Anyway here's the info on the Bill Monroe campaign from;

Voice Your Support for a Bill Monroe Commemorative Stamp!

Image courtesy of Grassware

Would you like to see Bill Monroe, the Father of Bluegrass Music, honored by a commemorative United States Postage Stamp? If you would, the time to act is NOW, and all you have to do is to write and mail a letter.

Each year, the United States Postal Service considers the issuance of approximately 25 commemorative postage stamps. Under its guidelines, the honoree must have been deceased for at least 10 years. The 10th anniversary of Bill Monroe's death occurred on September 9, 2006, meaning he is now eligible.

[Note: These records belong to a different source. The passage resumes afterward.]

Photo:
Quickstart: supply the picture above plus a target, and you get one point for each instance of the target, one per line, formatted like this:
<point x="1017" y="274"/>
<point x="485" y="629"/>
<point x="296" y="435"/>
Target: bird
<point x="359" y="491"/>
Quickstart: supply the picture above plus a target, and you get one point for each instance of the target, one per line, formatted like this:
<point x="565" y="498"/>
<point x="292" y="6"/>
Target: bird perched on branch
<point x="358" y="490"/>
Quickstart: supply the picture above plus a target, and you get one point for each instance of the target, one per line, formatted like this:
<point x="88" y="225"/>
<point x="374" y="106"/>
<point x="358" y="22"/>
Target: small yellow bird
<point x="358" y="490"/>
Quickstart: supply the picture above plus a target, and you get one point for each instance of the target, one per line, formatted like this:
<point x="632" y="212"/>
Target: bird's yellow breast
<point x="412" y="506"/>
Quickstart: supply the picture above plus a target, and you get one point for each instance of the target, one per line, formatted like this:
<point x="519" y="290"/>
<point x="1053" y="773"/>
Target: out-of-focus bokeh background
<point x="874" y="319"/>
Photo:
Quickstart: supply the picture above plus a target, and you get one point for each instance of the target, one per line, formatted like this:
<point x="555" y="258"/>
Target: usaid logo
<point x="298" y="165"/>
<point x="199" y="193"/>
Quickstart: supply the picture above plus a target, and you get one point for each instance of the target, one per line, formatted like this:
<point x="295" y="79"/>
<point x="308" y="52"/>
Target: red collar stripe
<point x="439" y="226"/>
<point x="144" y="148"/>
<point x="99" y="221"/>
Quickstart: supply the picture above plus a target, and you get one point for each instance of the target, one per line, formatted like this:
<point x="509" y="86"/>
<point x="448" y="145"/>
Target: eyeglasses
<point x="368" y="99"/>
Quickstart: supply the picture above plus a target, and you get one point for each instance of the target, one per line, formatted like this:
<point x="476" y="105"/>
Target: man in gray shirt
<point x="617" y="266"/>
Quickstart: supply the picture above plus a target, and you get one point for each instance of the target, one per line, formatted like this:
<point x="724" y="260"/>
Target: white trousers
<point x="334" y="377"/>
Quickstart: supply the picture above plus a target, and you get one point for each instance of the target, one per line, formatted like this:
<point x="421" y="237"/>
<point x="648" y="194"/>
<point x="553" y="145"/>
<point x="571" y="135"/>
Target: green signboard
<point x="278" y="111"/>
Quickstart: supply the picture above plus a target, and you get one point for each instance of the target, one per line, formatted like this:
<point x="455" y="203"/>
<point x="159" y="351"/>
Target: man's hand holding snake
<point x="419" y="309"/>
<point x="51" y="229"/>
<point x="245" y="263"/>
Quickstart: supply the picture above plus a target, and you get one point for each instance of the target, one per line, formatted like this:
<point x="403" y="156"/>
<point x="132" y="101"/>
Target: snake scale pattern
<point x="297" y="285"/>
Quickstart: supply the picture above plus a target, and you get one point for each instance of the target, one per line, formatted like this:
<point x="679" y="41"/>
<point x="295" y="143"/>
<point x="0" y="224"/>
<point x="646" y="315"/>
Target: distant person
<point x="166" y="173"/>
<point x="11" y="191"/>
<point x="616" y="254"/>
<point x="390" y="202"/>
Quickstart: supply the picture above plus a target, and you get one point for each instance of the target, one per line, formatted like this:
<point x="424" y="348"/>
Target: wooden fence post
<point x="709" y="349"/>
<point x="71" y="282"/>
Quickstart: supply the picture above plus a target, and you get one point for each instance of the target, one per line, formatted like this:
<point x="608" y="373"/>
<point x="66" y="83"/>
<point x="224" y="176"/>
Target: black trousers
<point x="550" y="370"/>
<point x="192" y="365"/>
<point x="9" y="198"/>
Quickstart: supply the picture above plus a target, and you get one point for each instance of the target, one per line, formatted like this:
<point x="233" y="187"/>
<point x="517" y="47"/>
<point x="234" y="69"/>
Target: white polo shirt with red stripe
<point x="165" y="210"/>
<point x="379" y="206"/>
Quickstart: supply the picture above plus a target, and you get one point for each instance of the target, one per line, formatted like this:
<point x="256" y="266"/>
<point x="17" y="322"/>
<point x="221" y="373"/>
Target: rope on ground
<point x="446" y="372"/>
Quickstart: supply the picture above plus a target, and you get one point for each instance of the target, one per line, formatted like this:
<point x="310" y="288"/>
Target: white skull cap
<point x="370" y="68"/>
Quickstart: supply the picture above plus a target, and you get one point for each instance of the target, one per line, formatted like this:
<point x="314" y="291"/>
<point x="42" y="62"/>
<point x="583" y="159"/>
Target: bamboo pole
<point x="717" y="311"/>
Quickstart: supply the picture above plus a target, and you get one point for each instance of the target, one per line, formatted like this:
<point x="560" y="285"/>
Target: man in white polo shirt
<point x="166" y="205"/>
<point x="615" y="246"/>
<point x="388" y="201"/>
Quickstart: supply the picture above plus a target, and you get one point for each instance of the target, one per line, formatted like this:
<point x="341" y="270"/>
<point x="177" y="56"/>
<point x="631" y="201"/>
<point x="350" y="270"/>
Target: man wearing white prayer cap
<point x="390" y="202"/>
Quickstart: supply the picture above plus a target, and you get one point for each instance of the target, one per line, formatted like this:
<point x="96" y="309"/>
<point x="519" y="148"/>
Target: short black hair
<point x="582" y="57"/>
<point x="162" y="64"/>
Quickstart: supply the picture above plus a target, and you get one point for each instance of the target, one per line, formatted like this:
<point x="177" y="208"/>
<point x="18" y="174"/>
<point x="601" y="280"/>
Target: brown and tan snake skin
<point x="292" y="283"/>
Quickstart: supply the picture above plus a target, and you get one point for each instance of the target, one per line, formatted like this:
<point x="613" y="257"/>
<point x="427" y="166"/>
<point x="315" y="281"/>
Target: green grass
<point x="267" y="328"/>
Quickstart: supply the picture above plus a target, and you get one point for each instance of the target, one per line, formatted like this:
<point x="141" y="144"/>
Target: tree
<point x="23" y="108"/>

The first two opportunities to honor Bill Monroe with a postage stamp, in 2006 and 2007, have now passed. The centennial of his birth, on September 13, 2011, would be the perfect occasion to celebrate his musical legacy. Since the selection committee considers subjects three years in advance of the issuance date, that means this year and next year are our opportunity to influence their choice for 2011.

The first step is for a citizens' committee to select, and narrow down to approximately 25, the worthy nominees for each year. This they do by considering letters, cards, petitions, etc., sent to them by the public at large. After that, the committee considers art work and other details for the stamp. Because Bill Monroe's music is appreciated worldwide, nominations from outside the USA would be very appropriate. If you would like to participate in this effort on behalf of a great American musical genius, write your letter to:

Citizens' Stamp Advisory Committee
Stamp Development
US Postal Service
1735 North Lynn St. Rm 5013
Arlington VA 22209-6432

Don't delay -- if we all pitch in and do our part by writing a letter, and telling our friends, Bill Monroe can receive this well-deserved recognition from the country that he loved.